RC積分回路ではコンデンサCOUTにかかる電圧が立ち上がる様子を、RL微分回路ではインダクタLOUTに流れる電流が立ち上がる様子を観測します。まず、『.icコマンド』を使用せず、初期値を設定しない場合におけるシミュレーションをしてみます。
『.icコマンド』を使用せず、初期値を設定しない場合
シミュレーション回路上には、『.ic V(COUT)=0』と『.ic I(LOUT)=0』を記載していますが、コメントアウトしています(『.icコマンド』を右クリックした際に表示される[Edit Text on the Schematic]でチェックを[Comment]にするか、セミコロンを行頭に記述すると、コメントアウトできます)。
初期値を設定しない場合、シミュレーションは回路の安定点から始まります(例えば、コンデンサの充電後など)。
そのため、ノードCOUTの電圧V(COUT)が立ち上がる様子、インダクタLOUTに流れる電流I(LOUT)が立ち上がる様子を観測することができません。
『.icコマンド』で初期値の設定をした場合
『.ic V(COUT)=0』でノードCOUTの初期電圧を0Vに、『.ic I(LOUT)=0』でインダクタLOUTの初期電流を0Aに設定しています。
シミュレーション結果をみると、ノードCOUTの電圧V(COUT)は0Vから立ち上がり、インダクタLOUTに流れる電流I(LOUT)は0Aから立ち上がっていることが確認できます。
『.icコマンド』のUICオプション有無による動作の違い
『.icコマンド』は『.tranコマンド』のUIC(Use-Initial-Condition)オプションの有無によって動作が変わります。
UICオプションは『.tranコマンド』を右クリックした時に表示される[Edit Simulation Command]で”Skip initial operating point solution”にチェックをするか、コマンドに直接”uic”と記述することでUICオプションが有効になります。
UICオプションがある場合
UICオプションがある場合、『.tran解析』におけるノード電圧の初期値は、シミュレーション開始時、デフォルトで与えられている部品の初期値(0V)となり、その後、『.icコマンド』で設定した初期値になります。
一例として、『.ic V(COUT)=5』でノードCOUTの初期電圧を5V に設定します。

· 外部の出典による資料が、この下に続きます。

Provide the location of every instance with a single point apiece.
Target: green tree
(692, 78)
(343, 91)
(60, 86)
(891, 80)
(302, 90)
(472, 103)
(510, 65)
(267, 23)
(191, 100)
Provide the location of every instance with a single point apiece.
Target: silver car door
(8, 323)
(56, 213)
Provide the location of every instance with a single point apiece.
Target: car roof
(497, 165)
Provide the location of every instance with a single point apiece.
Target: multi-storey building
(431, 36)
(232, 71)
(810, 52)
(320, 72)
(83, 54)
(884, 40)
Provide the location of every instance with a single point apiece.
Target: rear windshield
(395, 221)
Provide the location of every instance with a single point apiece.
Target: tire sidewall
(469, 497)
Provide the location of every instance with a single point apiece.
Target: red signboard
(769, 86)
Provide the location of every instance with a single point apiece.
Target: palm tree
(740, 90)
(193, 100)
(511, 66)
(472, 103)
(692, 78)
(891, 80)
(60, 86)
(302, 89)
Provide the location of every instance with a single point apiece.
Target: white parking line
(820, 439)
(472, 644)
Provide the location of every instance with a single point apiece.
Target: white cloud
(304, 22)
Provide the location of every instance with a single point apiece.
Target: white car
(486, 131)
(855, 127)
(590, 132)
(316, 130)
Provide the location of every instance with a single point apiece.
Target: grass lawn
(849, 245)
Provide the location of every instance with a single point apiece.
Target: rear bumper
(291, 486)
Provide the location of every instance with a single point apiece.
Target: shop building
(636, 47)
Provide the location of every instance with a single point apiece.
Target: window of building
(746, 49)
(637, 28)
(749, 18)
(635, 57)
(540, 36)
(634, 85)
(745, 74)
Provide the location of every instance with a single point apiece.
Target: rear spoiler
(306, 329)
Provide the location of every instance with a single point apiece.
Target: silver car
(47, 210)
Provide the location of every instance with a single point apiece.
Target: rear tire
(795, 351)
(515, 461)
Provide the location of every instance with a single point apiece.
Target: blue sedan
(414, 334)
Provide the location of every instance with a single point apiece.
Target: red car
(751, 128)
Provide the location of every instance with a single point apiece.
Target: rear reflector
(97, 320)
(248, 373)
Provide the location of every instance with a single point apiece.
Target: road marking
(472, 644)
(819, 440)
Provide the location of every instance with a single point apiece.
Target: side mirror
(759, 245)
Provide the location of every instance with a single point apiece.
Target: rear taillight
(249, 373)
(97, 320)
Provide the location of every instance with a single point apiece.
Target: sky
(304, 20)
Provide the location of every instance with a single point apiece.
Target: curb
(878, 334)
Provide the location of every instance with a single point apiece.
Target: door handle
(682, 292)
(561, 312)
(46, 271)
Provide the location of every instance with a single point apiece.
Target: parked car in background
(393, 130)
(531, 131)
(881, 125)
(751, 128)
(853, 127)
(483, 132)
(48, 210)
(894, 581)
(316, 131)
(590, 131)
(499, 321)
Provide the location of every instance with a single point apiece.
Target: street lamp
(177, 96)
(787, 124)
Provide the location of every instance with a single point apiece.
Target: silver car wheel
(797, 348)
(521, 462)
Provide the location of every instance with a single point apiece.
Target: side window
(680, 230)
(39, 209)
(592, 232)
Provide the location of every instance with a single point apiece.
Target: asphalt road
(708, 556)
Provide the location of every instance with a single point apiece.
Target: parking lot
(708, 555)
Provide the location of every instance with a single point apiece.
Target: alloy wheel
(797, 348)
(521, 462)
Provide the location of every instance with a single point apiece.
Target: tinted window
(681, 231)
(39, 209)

一方、デフォルトで与えられている部品の初期値は、コンデンサCOUTが0Vです。
シミュレーション結果をみると、ノードCOUTの電圧は0Vから始まり、その後、『.icコマンド』で設定した5Vになっていることが確認できます。
UICオプションがない場合
『.tran解析』におけるノード電圧やインダクタ電流の初期値は、『.icコマンド』で設定した初期値になります。
一例として、『.ic V(COUT)=5』でノードCOUTの初期電圧を5V に、『.ic I(LOUT)=5m』でインダクタLOUTの初期電流を5mAに設定します。
シミュレーション結果をみると、ノードCOUTの電圧は5Vから始まり、インダクタLOUTの電流は5mAから始まっていることが確認できます。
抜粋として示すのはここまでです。